The Buddhist STUPAS
of
Victor’s Way
The stone mounds which you see around you are called stupas. They represent Buddhist burial mounds in which the relics of Buddhist saints were enclosed. Stupas (like the Bodhi tree) served as means of remembrance rather than of worship, the earliest Buddhists not believing in gods, the soul, an after-life and so on. In India, Afghanistan, Kashmir and China stupas ranged in size from a few inches to several hundred feet. Buddhist ‘saints’ (i.e. ‘perfect beings’)
came in 2 versions. The popular, later version of the saint (as role model)
was the ‘ceased’ guy or gal who had perfected impeccable moral (hence political)
behaviour. The earlier, unpopular version of the saint was the ‘ceased’

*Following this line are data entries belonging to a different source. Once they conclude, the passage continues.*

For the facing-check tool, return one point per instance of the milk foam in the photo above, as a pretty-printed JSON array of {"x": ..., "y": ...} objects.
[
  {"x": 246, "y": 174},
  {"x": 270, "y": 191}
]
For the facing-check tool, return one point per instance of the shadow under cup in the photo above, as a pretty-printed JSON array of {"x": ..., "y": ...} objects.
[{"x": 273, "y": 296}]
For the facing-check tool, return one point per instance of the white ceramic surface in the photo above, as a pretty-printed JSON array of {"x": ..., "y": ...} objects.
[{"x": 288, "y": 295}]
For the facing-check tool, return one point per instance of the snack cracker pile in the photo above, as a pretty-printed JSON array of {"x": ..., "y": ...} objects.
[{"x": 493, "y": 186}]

amoral (free of any role) social dropout who had actually experienced the
Buddha’s universal solutions of the cause and ending of existence and of
suffering. Here, along Victor’s Way, the relics of a long since ‘ceased’ being are carved onto the outsides of the stupas. They transmit coded information about the means of attainment of the deathless state of non-relativity. If you lie on a bench or simply hold very still and
absorb into the stupas or be absorbed by them, you can perhaps experience the
quasi deathless state of non-being (meaning: going
on ‘standby), that is to say, of absolute release from the stress (meaning
unpleasant turbulence) of responding, called Nirvana.